Use Inheritance for is-a Relationships #
If the core of an object's identity is that it is a specialization of a general concept, inheritance might be the right choice. Especially if this modeling results in a shallow, narrow, hierarchy and thus your costs for being wrong are low.
On the flip side, do not use inheritance just to get your hands at some of the behavior of some existing class. Just because a dog has four legs doesn't meant you should inherit from an existing class Table
just to get support for legs...
Use Duck-Types for behaves-like-a Relationships #
When an object plays a role, but is not entirely defined by that role, we have a duck type. Examples include the Schedulable
and Preparer
duck-types of previous sections. It is common that many otherwise completely unrelated objects end up playing the same role in a given context. Placing these objects into a classical hierarchy would make little sense.
Instead, identify the interface of the duck type and make sure the players of that duck type implement that interface. This can be done informally (at least in dynamic languages) or formally (e.g. by defining a purely abstract base class) depending on how much structure you need.
If the duck type shares behavior, and not just the interface, use modules (in Ruby) or mixin classes (in Python).
Use Composition for has-a Relationships #
Sometimes this is obvious: A car has wheels, a bicycle has a chain and other parts etc. The important thing is that a bike is more than its parts.

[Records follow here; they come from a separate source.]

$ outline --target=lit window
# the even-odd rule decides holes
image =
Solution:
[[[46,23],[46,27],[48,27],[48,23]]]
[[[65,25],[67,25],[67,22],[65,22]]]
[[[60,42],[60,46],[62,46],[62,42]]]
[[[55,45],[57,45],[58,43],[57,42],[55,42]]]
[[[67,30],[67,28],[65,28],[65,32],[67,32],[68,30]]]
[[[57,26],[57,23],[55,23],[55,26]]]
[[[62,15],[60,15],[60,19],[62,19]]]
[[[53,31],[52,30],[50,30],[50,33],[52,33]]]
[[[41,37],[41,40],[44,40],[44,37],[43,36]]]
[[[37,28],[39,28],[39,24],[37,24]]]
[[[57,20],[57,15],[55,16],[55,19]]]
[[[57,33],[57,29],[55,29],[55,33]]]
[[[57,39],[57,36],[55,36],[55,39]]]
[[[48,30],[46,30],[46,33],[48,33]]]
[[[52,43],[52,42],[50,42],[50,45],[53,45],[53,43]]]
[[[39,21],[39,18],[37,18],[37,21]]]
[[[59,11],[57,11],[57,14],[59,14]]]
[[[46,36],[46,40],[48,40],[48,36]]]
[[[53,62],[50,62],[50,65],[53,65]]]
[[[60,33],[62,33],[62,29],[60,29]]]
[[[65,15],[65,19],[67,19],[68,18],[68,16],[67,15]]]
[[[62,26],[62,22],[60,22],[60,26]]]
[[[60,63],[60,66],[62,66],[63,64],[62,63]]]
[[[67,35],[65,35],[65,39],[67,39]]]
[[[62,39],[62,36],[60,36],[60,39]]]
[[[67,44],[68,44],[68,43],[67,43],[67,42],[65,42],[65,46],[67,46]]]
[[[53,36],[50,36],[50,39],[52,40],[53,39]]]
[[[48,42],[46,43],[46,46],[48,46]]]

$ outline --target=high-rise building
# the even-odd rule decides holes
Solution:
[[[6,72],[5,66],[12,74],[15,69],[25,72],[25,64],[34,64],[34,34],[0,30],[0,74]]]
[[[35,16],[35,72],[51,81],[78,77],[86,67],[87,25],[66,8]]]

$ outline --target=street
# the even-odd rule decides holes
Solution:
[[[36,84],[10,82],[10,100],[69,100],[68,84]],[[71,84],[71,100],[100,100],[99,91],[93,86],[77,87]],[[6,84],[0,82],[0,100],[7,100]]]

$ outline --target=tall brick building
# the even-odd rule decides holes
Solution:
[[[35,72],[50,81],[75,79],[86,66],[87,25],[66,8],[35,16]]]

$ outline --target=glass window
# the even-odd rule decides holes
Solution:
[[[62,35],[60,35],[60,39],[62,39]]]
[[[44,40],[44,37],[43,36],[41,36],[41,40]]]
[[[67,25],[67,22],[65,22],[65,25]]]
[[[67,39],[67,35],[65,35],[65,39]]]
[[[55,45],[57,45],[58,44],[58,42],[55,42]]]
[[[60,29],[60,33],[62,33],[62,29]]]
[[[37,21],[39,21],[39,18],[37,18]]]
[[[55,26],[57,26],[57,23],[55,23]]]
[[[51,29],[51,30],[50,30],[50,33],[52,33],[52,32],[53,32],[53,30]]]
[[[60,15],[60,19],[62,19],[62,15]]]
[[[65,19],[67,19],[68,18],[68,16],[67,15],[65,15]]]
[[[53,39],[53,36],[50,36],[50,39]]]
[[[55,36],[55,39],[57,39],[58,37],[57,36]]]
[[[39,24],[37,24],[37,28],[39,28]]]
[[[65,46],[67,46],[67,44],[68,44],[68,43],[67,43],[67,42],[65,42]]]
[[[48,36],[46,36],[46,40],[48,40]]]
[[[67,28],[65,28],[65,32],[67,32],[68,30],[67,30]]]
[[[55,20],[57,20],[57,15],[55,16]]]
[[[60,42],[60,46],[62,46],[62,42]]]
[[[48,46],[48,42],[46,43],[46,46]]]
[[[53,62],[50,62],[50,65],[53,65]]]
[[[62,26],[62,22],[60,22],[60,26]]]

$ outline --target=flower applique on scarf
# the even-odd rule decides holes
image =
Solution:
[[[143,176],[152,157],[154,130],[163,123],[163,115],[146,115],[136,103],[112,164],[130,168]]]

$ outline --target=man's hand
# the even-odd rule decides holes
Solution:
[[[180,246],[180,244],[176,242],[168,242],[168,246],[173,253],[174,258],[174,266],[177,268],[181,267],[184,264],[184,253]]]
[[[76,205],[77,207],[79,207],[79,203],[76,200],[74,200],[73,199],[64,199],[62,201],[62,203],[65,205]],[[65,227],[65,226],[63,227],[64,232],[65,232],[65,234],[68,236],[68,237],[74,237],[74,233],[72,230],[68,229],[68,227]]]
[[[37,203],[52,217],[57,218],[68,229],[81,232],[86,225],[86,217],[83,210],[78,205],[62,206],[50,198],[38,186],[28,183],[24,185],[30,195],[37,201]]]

There might be cases where this is not as obvious as it could be. Let's go back to an early example. Imagine for a moment that Python's list
class did not already have methods for treating it as a stack (first-in-first-out data access) and we wanted to write our own Stack
class, with just the two methods of push
and pop
.
Someone might be tempted to use inheritance here:
class Stack(list):
def pop(self):
item = self[-1]
del self[-1]
return item
def push(self, value):
self.append(value)
The issue here is that a Stack
has some fundamental differences from a list
. Most importantly, data access only happens at the top of the stack. But by inheriting the full interface and behavior from list
, nothing would stop us from accessing items in the middle:
my_stack = Stack()
my_stack.push(1)
my_stack.push(2)
my_stack[0] = 5
print(my_stack)
# [5, 2]
We could try and prevent this by overriding the __setitem__
and __getitem__
methods in Stack
to prevent this random access, but think about what that means in terms of the class hierarchy: Stack
says "I'm a list!" but then says "Yeah but don't access me like a list!". In other words, the Stack
class is not substitutable for the list
class!
It would be much more accurate to say that a stack has a list (or whatever else we decide to use internally for storage):
class Stack:
def __init__(self):
self._items = []
def pop(self):
item = self._items[-1]
del self._items[-1]
return item
def push(self, value):
self._items.append(vale)
Now trying to set values via my_stack[0] = 5
would give an error. And if we decide that we don't want to use a list to store the items but something else (a linked list, maybe?) we can make this change without changing the interface of Stack
.
Summary #
Classical inheritance, modules (or mixins) and composition are all great tools with justifiable use cases. They're all awesome when used in the right context, and they all have the potential to produce hard-to-maintain code when used in the wrong context. The last three chapters have hopefully demonstrated a number of principles that help deciding on which technique to use.
And if you ever chose the wrong technique, don't hestitate to refactor to something more suitable!